Os levantamentos do instituto de pesquisa Media Metrix mostram que a estratégia de lançar sites populares já está dando certo. O portal foi o que mais cresceu em visitas de setembro até o final do ano, de acordo com suas pesquisas. A questão agora é saber se Queiroz será capaz de reproduzir, em menos de três meses, no mundo virtual o domínio da Globo na telinha da TV. (Colaborou Arnaldo Comin)"

 

Folha de S. Paulo

"The New York Times vende participação no site TheStreet por US$ 3,2 mi", copyright Folha de S. Paulo, 9/01//01

"O ‘The New York Times’ confirmou ontem a venda de 1,425 milhão de ações que possuía do provedor de notícias TheStreet por US$ 3,2 milhões, no dia 4 de janeiro.

A transação corresponde a quase toda a participação minoritária que a companhia tinha no site. O jornal recusou-se a divulgar o nome do comprador das ações.

Segundo a porta-voz da companhia, Catherine Mathis, o jornal havia encerrado a joint venture que tinha entre o TheStreet e a sua unidade on line em novembro, alegando que a empresa não via um interesse estratégico no provedor a longo prazo.

O anúncio ocorreu um dia depois que o gigante de mídia anunciou que cortaria 17% da força de trabalho de seu próprio site -tentativa de tornar a divisão mais rentável.

A companhia havia comprado a participação no TheStreet em fevereiro de 1999.

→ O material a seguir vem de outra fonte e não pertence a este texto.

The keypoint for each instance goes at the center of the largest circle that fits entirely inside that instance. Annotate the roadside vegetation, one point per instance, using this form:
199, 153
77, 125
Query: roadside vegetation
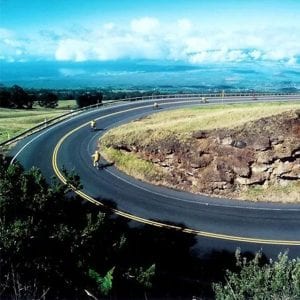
15, 121
182, 122
55, 246
179, 124
134, 166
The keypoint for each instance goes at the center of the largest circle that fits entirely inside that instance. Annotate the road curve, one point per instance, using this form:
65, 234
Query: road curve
70, 144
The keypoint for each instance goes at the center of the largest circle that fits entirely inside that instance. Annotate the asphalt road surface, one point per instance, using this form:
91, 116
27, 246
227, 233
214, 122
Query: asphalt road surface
219, 224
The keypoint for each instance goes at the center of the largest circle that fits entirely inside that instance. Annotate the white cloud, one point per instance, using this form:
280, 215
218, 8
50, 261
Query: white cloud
150, 38
145, 26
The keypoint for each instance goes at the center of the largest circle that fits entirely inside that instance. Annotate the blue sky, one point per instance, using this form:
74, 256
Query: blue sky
192, 31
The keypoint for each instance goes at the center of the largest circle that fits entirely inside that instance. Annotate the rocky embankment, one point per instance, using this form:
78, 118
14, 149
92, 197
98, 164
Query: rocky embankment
227, 161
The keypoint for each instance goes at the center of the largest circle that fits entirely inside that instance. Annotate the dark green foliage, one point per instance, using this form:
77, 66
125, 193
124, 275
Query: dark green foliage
278, 279
19, 98
47, 99
15, 97
104, 284
47, 238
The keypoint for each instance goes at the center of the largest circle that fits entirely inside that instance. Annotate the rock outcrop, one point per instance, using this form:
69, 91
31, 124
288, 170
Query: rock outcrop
224, 161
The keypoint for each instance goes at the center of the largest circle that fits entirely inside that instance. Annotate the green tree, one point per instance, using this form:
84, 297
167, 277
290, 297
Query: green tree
279, 279
105, 283
49, 238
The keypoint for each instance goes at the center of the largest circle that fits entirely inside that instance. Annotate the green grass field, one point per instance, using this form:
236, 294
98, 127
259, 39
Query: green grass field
15, 121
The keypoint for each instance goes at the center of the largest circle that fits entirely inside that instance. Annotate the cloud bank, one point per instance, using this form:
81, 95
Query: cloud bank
151, 38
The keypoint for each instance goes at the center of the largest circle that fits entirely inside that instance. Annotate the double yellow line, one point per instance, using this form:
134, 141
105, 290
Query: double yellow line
83, 195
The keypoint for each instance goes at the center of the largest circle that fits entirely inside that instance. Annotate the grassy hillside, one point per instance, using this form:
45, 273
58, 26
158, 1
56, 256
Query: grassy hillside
15, 121
163, 125
182, 122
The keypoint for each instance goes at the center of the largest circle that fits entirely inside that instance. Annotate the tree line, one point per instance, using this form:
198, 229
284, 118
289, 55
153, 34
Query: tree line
17, 97
55, 246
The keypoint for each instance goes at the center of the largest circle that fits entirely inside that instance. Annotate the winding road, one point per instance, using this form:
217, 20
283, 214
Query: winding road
69, 145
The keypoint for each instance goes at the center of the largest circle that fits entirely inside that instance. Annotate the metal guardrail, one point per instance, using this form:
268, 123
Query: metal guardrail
63, 117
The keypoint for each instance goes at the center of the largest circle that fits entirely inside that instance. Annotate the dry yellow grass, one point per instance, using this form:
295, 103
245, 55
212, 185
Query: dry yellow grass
182, 122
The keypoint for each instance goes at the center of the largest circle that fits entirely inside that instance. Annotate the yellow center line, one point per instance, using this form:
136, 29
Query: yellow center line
150, 222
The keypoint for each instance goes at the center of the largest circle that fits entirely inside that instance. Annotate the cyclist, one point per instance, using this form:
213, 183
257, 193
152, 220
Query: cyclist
93, 124
155, 105
96, 158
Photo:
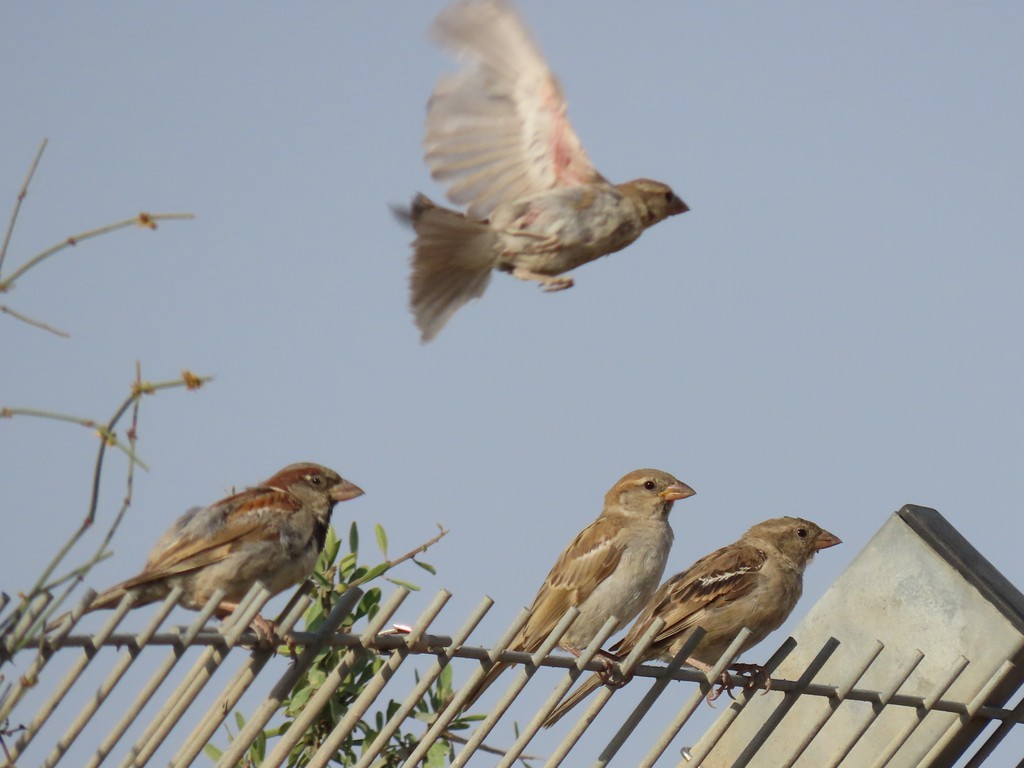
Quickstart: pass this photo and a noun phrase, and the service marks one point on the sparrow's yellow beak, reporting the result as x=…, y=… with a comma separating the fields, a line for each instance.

O ‘The New York Times’ ainda mantém 125 mil ações do TheStreet. Michael Golden, vice-presidente do jornal, faz parte do corpo administrativo do provedor."

 

Tony Marques

"Divisão digital do New York Times vai demitir", copyright O Globo, 8/01//01

"Má notícia em causa própria: o jornal ‘The New York Times’ informou ontem, na terceira página de seu caderno dedicado aos assuntos da cidade, que demitirá cerca de 70 funcionários de sua edição on-line. Sob o título ‘Empresa New York Times cortará empregos na unidade de Internet’, o jornal anuncia que, nos primeiros nove meses de 2000, a divisão teve prejuízo de US$ 46,2 milhões, contra US$ 17,8 milhões no mesmo período de 99. O corte atinge 17% dos 400 funcionários da edição digital do jornal e representa economia de US$ 6 milhões.

Esse é o segundo gigante das comunicações a fazer cortes no setor recentemente. Na semana passada, o grupo Murdoch anunciara a demissão de centenas de funcionários dos websites FoxNews.com, Fox Sports.com e Fox.com.

Sob anonimato, uma fonte do New York Times digital diz que, em novembro e dezembro de 2000, a empresa foi muito mal em termos de receita publicitária, o que está acontecendo na mídia americana de modo geral. A porta-voz do grupo, Catherine Mathis, não quis se pronunciar. Os cortes atingirão as áreas de notícias, programação, desenvolvimento de produtos e talvez cargos executivos.

A notícia diz que ‘os cortes estão vindo mais de sete meses após a aprovação pelos acionistas de uma oferta pública de uma nova classe de ações da Times Company, baseada nos ativos da New York Times Digital’. O registro das ações não chegou a ser feito."